George Osborne has backed the wrong Asian emerging market horse
Give him his due; George Osborne is a clever man. He has rightly seen that a becalmed EU will not provide the UK with exciting new macroeconomic avenues for growth – for that he must look eastwards. This brainwave amounts to a massive macroeconomic and geostrategic shift for Britain, and is entirely in line with the new power realities of the world. I kept thinking of all this as I watched the British government fete Chinese President Xi Jinping to an almost embarrassing degree on his state visit last week. But there’s one basic problem with the chancellor’s master plan: he’s picked the wrong emerging Asian market to woo.
Beijing remains a rising power, likely – despite all its many problems – to continue to increasingly count in our new era. According to PwC, in 2000, EU countries together accounted for 25 per cent of global GDP, trailed closely by the US at 23 per cent, with China bringing up the rear at 7 per cent. By 2030, a blink of an eye in historical terms, these numbers are set to be dramatically reversed, with China accounting for 19 per cent of global GDP, the US 16 per cent, the EU countries 15 per cent, and India (up until now a blip on the global economic screen) 9 per cent.
So far, so good. But there are real macroeconomic and strategic problems in betting so strongly on the Chinese racehorse. First, the mandarins in Beijing have rightfully acknowledged that they are through the phase of easy catch-up growth. Growth rates are naturally slowing from northwards of 10 per cent to more sustainable territory in the 5-7 per cent range, as China moves up the value chain, morphing from a manufacturing colossus into an economy more reliant on services and domestic consumption.
Demography is also a huge (and largely underreported problem) that China will have to grapple with. This is a terrible self-inflicted wound, as the One Child Policy – government meddling at its worst – rather than alleviating overpopulation, has dramatically pushed the country down the demographic rabbit hole. In 1995, some 245m Chinese were in their 20s. By 2025, on current trends, there will be only 159m, a whopping decline of 86m within a single generation. As such, there is a real danger that China will get old before it gets rich.
Finally, last week’s slightly over-the-top love fest for Xi has begun to worry America, still by far the most powerful country in the world, as well as being the largest direct investor in the UK. No one in Washington thinks the Cameron government should shun China. However, by appearing to be so ridiculously accommodating to Beijing, London is raising eyebrows in the United States, which has long seen the UK – despite everything – as its best friend in the world. It is an odd time to pick to estrange the Americans, given that a Britain outside of the EU would certainly turn definitively to the US as its primary economic and strategic partner.

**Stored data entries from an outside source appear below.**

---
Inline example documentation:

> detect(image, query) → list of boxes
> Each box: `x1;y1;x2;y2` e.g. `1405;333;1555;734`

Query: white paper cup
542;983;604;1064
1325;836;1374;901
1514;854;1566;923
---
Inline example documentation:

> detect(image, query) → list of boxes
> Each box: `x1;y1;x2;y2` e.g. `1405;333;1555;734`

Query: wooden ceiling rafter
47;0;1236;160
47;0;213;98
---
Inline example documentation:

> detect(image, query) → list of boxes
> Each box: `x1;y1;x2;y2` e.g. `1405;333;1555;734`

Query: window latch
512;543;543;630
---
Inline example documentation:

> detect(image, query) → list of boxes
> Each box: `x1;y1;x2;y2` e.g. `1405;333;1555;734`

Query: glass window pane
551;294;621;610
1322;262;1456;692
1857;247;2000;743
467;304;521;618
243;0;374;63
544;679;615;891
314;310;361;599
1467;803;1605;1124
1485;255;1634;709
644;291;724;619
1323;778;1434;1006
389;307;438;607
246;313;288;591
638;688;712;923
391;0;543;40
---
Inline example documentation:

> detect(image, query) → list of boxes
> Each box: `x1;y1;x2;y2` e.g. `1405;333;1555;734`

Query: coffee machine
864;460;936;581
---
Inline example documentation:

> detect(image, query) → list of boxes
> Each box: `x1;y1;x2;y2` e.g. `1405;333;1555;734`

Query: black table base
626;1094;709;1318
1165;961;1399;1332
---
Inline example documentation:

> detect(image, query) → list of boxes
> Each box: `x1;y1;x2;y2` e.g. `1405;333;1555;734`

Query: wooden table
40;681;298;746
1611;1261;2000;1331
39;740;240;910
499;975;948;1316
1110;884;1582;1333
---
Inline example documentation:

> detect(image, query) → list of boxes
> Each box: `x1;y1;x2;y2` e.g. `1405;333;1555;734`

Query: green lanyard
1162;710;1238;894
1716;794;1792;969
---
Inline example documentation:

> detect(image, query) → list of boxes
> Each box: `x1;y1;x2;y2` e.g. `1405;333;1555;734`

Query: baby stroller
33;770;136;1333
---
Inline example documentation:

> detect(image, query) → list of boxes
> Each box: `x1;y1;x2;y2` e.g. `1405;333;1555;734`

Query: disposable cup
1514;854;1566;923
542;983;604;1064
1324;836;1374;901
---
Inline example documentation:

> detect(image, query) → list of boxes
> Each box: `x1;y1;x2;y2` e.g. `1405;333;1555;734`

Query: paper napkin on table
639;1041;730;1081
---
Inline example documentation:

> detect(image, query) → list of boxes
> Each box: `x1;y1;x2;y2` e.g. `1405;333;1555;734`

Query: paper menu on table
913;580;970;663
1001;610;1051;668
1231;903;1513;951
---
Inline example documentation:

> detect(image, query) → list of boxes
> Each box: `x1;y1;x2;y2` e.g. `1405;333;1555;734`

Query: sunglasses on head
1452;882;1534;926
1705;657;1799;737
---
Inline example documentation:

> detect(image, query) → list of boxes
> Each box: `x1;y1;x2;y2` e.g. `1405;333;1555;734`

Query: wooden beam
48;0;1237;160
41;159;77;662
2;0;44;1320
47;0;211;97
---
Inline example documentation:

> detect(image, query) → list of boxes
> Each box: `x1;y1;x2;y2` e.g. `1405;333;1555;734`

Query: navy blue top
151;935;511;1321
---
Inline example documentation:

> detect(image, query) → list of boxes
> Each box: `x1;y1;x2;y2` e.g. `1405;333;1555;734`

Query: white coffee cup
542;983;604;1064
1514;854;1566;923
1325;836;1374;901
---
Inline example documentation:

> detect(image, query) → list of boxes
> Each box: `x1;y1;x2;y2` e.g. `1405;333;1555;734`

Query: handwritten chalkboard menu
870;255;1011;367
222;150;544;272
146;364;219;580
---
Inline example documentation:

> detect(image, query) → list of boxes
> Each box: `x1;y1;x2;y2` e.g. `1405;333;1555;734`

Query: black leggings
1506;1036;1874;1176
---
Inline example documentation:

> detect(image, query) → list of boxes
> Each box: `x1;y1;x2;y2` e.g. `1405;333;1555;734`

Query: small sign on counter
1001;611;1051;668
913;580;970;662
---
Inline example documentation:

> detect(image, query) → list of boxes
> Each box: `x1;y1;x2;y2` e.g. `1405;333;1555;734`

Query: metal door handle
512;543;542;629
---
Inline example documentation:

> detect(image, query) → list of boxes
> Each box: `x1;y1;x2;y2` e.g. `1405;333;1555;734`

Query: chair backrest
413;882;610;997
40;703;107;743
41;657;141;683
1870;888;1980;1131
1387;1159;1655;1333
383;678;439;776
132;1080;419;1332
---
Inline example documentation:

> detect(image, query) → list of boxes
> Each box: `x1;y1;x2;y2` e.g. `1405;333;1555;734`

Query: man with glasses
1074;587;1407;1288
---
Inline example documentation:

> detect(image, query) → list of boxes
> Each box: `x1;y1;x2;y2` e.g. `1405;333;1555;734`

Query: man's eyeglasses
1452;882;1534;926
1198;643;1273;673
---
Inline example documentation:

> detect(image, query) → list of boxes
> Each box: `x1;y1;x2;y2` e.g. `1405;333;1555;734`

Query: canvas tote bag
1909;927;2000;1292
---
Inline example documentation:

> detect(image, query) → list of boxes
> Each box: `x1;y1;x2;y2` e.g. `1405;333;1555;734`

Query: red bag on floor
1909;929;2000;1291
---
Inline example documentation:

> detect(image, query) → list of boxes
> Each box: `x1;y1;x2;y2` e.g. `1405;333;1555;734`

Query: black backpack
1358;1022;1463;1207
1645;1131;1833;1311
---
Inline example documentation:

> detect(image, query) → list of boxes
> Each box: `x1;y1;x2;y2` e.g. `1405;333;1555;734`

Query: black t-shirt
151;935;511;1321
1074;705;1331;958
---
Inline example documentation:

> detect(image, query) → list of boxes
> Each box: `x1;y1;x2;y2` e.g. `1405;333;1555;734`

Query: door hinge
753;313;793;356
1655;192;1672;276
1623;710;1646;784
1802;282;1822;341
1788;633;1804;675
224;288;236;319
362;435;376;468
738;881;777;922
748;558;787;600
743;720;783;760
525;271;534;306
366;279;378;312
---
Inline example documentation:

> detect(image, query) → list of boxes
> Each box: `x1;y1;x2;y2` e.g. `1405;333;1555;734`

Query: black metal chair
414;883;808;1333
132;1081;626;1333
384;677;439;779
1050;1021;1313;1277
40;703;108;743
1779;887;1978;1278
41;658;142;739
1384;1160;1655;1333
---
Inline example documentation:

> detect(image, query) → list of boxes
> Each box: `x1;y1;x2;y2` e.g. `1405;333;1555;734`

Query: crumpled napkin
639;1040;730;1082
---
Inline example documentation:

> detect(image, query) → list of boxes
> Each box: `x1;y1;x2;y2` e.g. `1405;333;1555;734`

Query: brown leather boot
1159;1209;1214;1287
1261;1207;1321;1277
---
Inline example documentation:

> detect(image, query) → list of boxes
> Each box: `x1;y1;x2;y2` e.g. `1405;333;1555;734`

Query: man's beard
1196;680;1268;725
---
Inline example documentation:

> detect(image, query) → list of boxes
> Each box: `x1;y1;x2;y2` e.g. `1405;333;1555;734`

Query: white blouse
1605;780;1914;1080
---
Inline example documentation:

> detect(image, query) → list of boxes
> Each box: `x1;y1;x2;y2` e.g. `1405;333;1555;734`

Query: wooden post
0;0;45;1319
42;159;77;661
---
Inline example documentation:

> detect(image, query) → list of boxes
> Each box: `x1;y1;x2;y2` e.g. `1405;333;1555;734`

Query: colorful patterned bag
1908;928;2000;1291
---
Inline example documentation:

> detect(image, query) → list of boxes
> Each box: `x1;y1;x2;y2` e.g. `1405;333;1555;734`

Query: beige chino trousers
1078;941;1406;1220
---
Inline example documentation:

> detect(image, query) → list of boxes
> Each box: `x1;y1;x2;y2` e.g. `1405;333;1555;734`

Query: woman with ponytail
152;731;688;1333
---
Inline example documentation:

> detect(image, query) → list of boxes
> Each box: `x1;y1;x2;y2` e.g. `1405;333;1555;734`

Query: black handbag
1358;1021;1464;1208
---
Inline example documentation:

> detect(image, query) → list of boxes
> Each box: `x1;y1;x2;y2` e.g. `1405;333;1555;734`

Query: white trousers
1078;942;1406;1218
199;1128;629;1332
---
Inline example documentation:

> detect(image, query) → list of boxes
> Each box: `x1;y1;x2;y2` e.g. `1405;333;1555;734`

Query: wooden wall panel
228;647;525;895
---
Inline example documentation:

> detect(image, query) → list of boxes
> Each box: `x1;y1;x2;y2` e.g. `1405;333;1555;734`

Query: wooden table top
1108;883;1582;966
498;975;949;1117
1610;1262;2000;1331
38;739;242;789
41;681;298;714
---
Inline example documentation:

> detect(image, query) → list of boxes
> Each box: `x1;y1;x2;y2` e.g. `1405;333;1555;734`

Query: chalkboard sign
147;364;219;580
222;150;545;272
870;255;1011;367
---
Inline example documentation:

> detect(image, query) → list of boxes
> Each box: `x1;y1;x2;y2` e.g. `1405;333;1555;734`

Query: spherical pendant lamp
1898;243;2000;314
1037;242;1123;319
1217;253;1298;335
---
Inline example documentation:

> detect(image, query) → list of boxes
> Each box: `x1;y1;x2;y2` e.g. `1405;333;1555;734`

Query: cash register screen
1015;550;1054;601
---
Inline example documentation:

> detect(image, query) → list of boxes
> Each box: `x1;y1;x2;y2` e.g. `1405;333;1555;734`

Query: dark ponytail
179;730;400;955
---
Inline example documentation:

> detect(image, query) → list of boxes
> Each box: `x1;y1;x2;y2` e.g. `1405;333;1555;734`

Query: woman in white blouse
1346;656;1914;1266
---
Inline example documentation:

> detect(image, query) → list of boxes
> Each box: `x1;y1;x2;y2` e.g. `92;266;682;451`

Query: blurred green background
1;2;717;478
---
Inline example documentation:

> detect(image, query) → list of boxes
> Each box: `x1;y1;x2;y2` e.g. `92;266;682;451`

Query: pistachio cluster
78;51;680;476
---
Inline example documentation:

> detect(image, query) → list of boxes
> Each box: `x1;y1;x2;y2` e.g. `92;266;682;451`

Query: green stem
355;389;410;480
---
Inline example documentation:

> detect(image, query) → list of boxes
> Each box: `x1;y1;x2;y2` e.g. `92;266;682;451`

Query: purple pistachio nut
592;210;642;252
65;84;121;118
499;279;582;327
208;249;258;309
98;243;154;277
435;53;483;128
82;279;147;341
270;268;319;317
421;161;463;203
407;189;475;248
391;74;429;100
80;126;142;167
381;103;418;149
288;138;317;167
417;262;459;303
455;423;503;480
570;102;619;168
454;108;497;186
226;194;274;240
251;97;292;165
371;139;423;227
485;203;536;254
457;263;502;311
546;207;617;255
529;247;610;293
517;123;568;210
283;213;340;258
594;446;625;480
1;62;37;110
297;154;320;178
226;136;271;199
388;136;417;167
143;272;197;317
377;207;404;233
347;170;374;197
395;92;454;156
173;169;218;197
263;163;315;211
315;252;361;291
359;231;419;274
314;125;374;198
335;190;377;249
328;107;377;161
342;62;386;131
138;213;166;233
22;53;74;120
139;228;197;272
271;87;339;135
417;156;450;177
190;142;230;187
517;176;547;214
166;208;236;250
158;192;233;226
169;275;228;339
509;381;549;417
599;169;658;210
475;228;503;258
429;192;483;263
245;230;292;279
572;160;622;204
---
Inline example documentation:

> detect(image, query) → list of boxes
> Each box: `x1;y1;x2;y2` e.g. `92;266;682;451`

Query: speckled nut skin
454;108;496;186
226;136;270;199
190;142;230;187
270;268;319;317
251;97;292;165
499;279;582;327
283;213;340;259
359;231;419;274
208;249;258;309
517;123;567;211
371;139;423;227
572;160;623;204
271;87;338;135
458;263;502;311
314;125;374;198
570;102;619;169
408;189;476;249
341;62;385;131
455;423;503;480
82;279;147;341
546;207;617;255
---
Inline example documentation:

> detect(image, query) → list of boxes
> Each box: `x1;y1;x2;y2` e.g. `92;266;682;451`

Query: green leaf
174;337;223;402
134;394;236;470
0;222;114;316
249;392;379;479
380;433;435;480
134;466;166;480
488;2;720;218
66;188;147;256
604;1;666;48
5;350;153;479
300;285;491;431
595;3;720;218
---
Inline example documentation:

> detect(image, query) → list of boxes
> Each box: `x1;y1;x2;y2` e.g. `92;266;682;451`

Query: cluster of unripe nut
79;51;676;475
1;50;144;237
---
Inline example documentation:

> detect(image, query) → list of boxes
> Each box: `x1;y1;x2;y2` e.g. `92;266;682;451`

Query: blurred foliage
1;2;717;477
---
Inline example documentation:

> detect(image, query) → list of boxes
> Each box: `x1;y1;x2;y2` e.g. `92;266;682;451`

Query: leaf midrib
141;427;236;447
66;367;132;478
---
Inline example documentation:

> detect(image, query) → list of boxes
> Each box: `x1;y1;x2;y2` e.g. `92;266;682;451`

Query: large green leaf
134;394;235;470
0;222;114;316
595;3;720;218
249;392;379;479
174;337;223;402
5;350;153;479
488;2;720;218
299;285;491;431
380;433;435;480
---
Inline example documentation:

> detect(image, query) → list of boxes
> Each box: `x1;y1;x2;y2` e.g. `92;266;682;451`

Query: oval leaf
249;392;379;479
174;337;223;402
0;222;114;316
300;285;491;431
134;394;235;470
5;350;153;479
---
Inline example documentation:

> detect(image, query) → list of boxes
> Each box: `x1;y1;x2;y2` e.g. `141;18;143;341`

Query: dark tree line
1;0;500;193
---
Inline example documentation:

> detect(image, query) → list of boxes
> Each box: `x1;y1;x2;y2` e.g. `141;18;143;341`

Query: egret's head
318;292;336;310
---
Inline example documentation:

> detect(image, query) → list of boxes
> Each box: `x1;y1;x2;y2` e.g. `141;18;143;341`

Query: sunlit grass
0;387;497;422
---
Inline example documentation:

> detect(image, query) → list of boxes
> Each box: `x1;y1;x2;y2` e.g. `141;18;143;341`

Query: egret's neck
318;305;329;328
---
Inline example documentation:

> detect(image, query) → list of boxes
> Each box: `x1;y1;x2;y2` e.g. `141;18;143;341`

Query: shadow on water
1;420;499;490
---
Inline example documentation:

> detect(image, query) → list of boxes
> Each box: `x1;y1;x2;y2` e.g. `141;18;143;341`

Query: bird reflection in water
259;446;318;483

But while trade and economic policy are certainly not a zero-sum game, there is another good macroeconomic and strategic reason to question the chancellor’s judgement. This is because, in wooing an authoritarian China so assiduously, a rapidly rising democratic India has rather been forgotten. And over the next generation, I’d venture to say, India is a better economic and strategic bet.
India is the only major emerging market with still favourable demography, allowing it to indulge in easy catch-up growth for years to come. Given the improvement of the relatively new Modi government, India’s growth rate in the second quarter of 2015 was an annualised 7 per cent, already on a par with China. If Prime Minister Modi can win control of the Upper Indian House over time, he can pass the vitally important goods and service tax reform, actually and finally uniting India as a single common market. This would amount to the next big bang globally, and would undoubtedly economically propel New Delhi forward for years to come.
Finally, India is part of the Anglosphere, the democratic nations of the world that share a common British colonial experience. From America to Australia, India to Canada, this is a vital economic and strategic alliance worth exploring in the years ahead, as its members share a common ideological commitment to free markets and free peoples.
I have no problem with Osborne innovatively turning to Asia as the future of the world; I just wish he’d backed the right horse.